Guest Author - Sharon Michaels
Whether it’s encouraging children to clean their room or closing a business deal, understanding how to get others to take action is a powerful skill. Here’s an important fact to remember - When people take action they want to be able to BRAG about the results.
I’ve broken down the “encouraging” process into four areas:
1. Some basic principles of the decision-making process:
* When people make a decision they want to experience positive results.
* Most people are moved to action by either getting away from pain or going toward gain.
* People will take action as soon as they believe it is in their best interest.
* People make decisions when they recognize and understand what’s in it for them.
2. Five positive communication “do’s":
One: Remember, it’s about the other person’s needs, wants and desires.
Two: Come from a place of integrity, respect and honesty.
Three: Speak with sincerity.
Four: Look at the situation through the other person’s eyes.
Five: When in doubt wait until everyone involved can think clearly.
3. A decision-making truth - Anyone making a decision, even a small one, wants to believe they’ve made a good decision. Every decision-maker wants to BRAG about making wise choices.
4. People BRAG about their decisions for these reasons:
B enefit relates to how well a person believes they will be better off because of taking action. Unconsciously everyone is asking, “What’s in it for me?” Learning to effectively point out benefits will get a “yes” more often.

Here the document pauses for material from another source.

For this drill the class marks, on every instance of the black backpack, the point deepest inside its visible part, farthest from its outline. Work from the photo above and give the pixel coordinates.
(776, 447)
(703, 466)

Example: With a clean room you’ll be able to find your toys faster and you’ll have more time to play.
R elief relates to whether or not the person believes they will find an answer or solution to their problems and challenges. Relief is about moving away from something that is troublesome or problematic. When you can demonstrate how they will find positive solutions, a person is more likely to take action.
Example: If you don’t pay an additional $200 a month on your credit card balance it’ll take you fourteen months instead of six months to pay that card off.
A ction relates to a person believing that the action you’re asking them to take will move them toward a pleasurable outcome. Action is moving toward something.
Example: By taking one more class this semester, you’ll be finished with your degree in just eight months.
G ain relates to how making this decision will emotionally, physically, spiritually and/or financially enrich their life. People will follow your suggestions more often when they understand exactly what they will be gaining.
Example: By making time to write down your goal of a dream vacation to Hawaii, you'll actually increase your chances of achieving it.
Please understand there is a difference between encouraging the action you want someone to take and manipulation. Assisting others to go forward in positive ways is coming from a place of shared cooperation and encouragement. Manipulation is only caring about your own wants and desires.
People will follow your lead when they fully trust that you have their best interest at heart.